訓練場に着いたら、早速闇の魔術を見せることになった。

「・・・っていうか、人多くないですか?」

「闇属性は珍しいからねー。何を見せてくれるの?」

「そうですね…。それでは、ダークウェーブを」

的を用意し、周りの人に離れてもらう。そこから無詠唱でダークウェイブを放つ。

ゴウッ!と黒い魔力が波うって的に向かっていく。木で出来た的はダークウェイブを正面からくらって、直に吹っ飛んでいった。

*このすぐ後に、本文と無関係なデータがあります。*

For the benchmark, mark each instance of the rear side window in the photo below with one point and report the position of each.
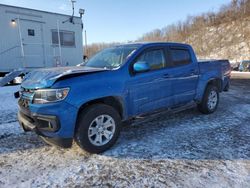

「これが、ダークウェイブです。あまり使い道がないですけどね。致死性もないので」

人がまともにくらったら、危ないけどな。牽制には使えるかもな。

「そうなの?けっこう凄そうな魔術だけど」

「火の魔術のほうが、攻撃性があるので。闇の魔術は、相手を狂わせるものですから」

「ノエル先輩の魔術も見せてくれませんか?」

「私の?そうね・・・こんなのはどうかしら?」

ノエルさんが手をかざし

「ウォータースピア!」

と唱えると水で出来た槍が数本発生し、的に向かって同時に撃ちだされた!

ドドドッ!と的に槍が突き刺さり穴だらけになった。

「どう?水の魔術もけっこう凄いでしょ?」

「はい、ノエル先輩は複数制御もできるんですね」

「ふふふ、ちゃんと勉強もしてるのよ?次はリュー君の番よ。風の魔術を見せてくれる?」

「はい。それじゃあ」

サンダーランスを、また無詠唱で発動する。6本作り手を的に向けて振ると、高速で飛んでいきぶっ刺さった。槍が刺さったところは、焦げている。

「速いのねー。さすが雷ってところね」

「ええ、使い勝手のいい魔術です。熱を持っているので、焼き刺すこともできますからね」

「やっぱり、トリプルは凄いのね。いろんな魔術を使うことができるし」

「そうですね。風魔術は便利ですよ。風での補助とかも出来ますから」

「良いわねー。私もそのくらい才能があったら良かったのに…」

「けど、使える魔術が多いと訓練するのも大変ですから。闇の魔術は習得するのが難しいですし」

「贅沢な悩みねー」

「ノエルさんも十分才能があると思いますよ?二年生でそんだけ出来るじゃないですか」

もっと訓練したら、もっともっと強くなれそうだしね。

「嬉しいことを言ってくれるじゃない。そんなリュー君はなでなでしてあげるわー」

ノエルさんに頭を撫でられる。この人といると、俺が10歳だったと思い知らされるな…。

この日から、たまにノエルさんと勉強をすることになった。